The new Governing Council secretary, Sheree Drummond. Courtesy Sheree Drummond.

Sheree Drummond stepped into the role of Governing Council secretary on March 1, 2016. Drummond has worked at the University of Toronto since 2003 and previously held the positions of assistant provost and deputy secretary.

The Governing Council is the university’s highest governing body and the secretary’s role is to oversee the many parts of U of T’s governance processes, including the Governance Council, the Freedom of Information and Protection of Privacy Office, the Internal Audit Office, and the Office of Convocation. 

“At the core of it, you are — and the word is used in the position description — a guardian,” Drummond said. “There are all of these processes and rules that need to be maintained and respected and the role of the secretary… is to make sure that all of that is happening appropriately.”

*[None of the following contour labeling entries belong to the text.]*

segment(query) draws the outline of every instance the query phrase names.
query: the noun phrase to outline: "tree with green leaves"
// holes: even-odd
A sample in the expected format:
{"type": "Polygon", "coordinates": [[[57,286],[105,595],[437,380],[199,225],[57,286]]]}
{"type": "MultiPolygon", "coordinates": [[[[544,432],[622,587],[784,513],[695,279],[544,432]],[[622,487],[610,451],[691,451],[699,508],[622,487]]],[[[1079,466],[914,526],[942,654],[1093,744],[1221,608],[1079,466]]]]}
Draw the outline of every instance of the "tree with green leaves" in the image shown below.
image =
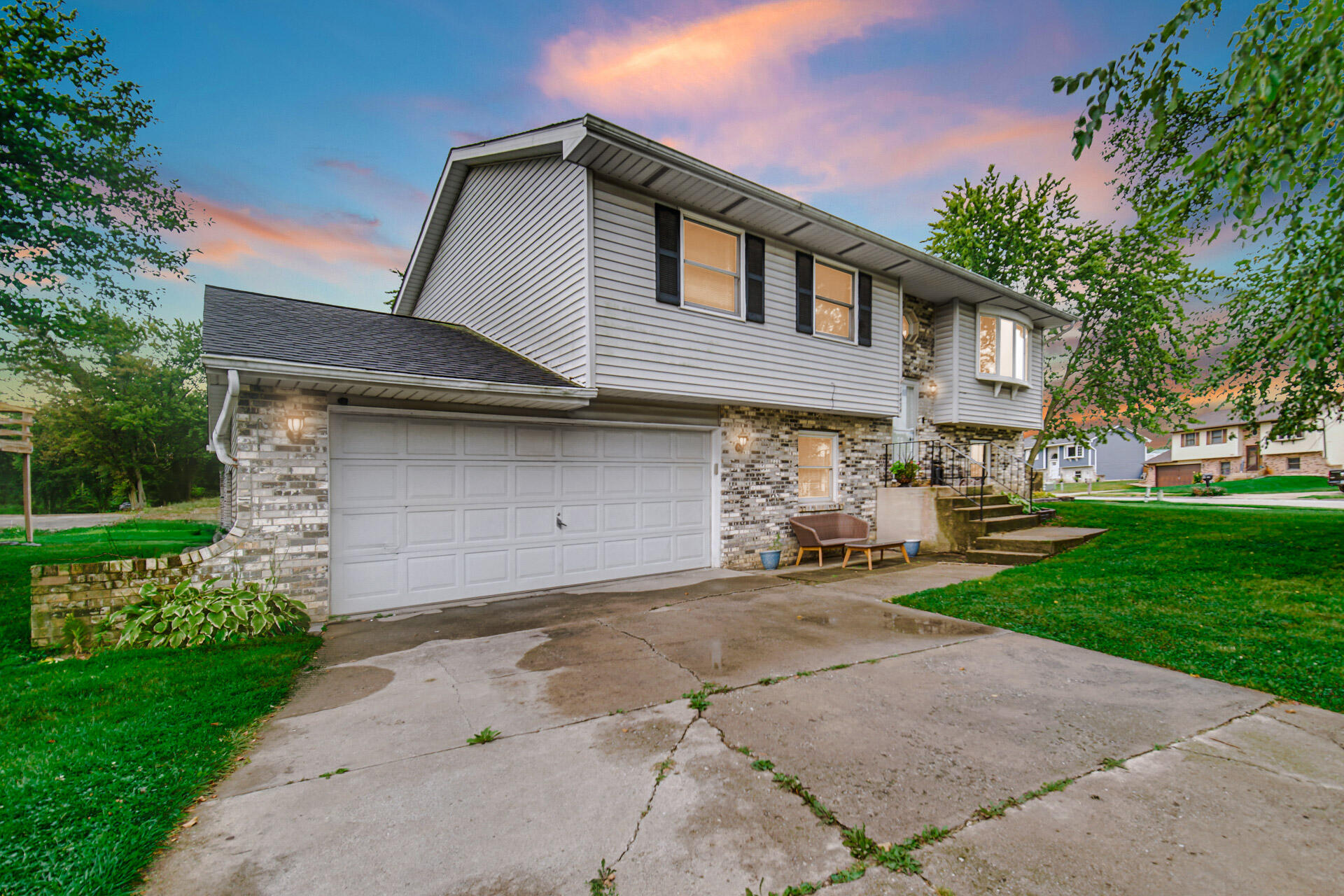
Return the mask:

As the fourth secretary of the Governing Council, Drummond hopes to make information more accessible and to build relationships with the various university stakeholders.

“I see that as a high priority because I think it is very important in terms of building the trust with people if they know who you are and have the chance to interact with you,” Drummond said. “Then I think the likelihood of there being open communication especially when there are difficult issues is a lot better at that point. I am expecting to spend a fair amount of my time actually meeting with people either inside or outside of our system.”

Drummond graduated from UTSC — known at the time as Scarborough College — in 1992. She was actively involved in student life, participated in student government, worked as a residence don, and even drove the shuttle bus around the Scarborough campus.

“In many ways, I see this as the grown up adult version of what I was doing as a student here,” Drummond said.

As an undergraduate student, Drummond did not know much about the Governing Council and wishes she had known about it. As a result, she wants to use her new position to educate more people about how the university operates.

“I see it as a public service really to kind of help people understand what our system is, how it is structured and where are the places for them to actually engage and make a difference and have their voices heard,” Drummond said. “While people can proactively do something about that, I think I can also be proactive in trying to be clear and open about that so it gives people the opportunity to know more about how we operate and actually become part of the dialogue in a positive way.”

Passionate about post-secondary education, Drummond also brings experience from her time working for the University of Alberta’s central administration.

“I just think that having the opportunity to work in a university is extremely exciting. Being constantly exposed to young people and the ways in which they are thinking, all the new ideas coming from the faculty, from the students; you’re always feeling like you’re in an  evolving innovative environment,” she said. “Even if you are not personally engaged in the teaching and the research, it has a huge impact on the work that you do, even from the administration and governance side. It is a very satisfying thing.”